With no time to prepare, these factors will produce a perfect Covid conflagration. NPR reports that the Chinese Centers for Disease Control and Prevention estimates 800 million people in China—roughly 10% of the world’s population—could get Covid in the next 90 days. That will overwhelm hospitals and could cause a million deaths.
It will also enable the development of new Covid variants and subvariants. Whether any particular variant proves dangerous—with the ability to spread rapidly, evade immunity and cause more severe disease or higher rates of long Covid—is impossible to predict. But the more opportunities variants have to evolve, the worse the odds.
Over the past three years, there have been more than 650 million confirmed Covid cases world-wide. Public-health authorities have identified six “variants of concern”—those that have increased transmissibility, increased disease severity, reduced neutralizing antibodies or reduced effectiveness of existing treatments and vaccines. These include the original variant (alpha), delta and count as one the numerous omicron subvariants. Altogether, there have been nearly seven million confirmed deaths of patients infected with Covid, along with millions of excess deaths from other illnesses as a result of diversion of medical resources, lockdowns and other indirect effects of the pandemic.
Having 800 million people in China infected will increase the likelihood of dangerous new variants.
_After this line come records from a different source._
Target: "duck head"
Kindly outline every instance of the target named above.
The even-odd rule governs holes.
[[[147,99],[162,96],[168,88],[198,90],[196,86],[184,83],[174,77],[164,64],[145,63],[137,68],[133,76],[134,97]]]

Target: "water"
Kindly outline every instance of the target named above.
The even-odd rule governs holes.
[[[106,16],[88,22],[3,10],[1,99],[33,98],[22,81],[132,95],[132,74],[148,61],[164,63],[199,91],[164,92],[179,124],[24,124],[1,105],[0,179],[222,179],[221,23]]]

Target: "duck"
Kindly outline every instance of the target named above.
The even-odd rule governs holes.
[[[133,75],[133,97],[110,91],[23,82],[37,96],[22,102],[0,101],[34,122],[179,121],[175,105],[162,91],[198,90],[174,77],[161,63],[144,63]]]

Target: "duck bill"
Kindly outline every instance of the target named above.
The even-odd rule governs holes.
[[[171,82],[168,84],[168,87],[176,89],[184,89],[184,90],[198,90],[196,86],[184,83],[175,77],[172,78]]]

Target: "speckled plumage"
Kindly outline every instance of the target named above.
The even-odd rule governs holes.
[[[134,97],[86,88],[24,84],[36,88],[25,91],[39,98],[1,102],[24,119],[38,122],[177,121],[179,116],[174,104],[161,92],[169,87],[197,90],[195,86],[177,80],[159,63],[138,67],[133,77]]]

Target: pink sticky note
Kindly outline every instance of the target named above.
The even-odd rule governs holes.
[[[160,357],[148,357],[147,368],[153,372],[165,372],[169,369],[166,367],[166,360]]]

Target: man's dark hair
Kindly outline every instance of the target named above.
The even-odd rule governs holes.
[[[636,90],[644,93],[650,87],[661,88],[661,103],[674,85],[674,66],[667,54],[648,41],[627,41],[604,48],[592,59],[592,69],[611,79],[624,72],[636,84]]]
Making matters worse, the Chinese New Year is Jan. 22, and hundreds of millions of Chinese will travel and gather to celebrate. (Three years ago the city of Wuhan went ahead with a massive New Year’s banquet amid the original outbreak.) The easing of China’s international travel restrictions will disperse any new variants to other countries.
Three years ago, the Chinese state’s vast power to impose controls on the population might have appeared to be an advantage in dealing with a pandemic. Instead, Mr. Xi imposed one disastrous policy after another from the top down, putting China at a disadvantage and the world at continued risk.
Dr. Emanuel is a physician and vice provost for global initiatives at the University of Pennsylvania.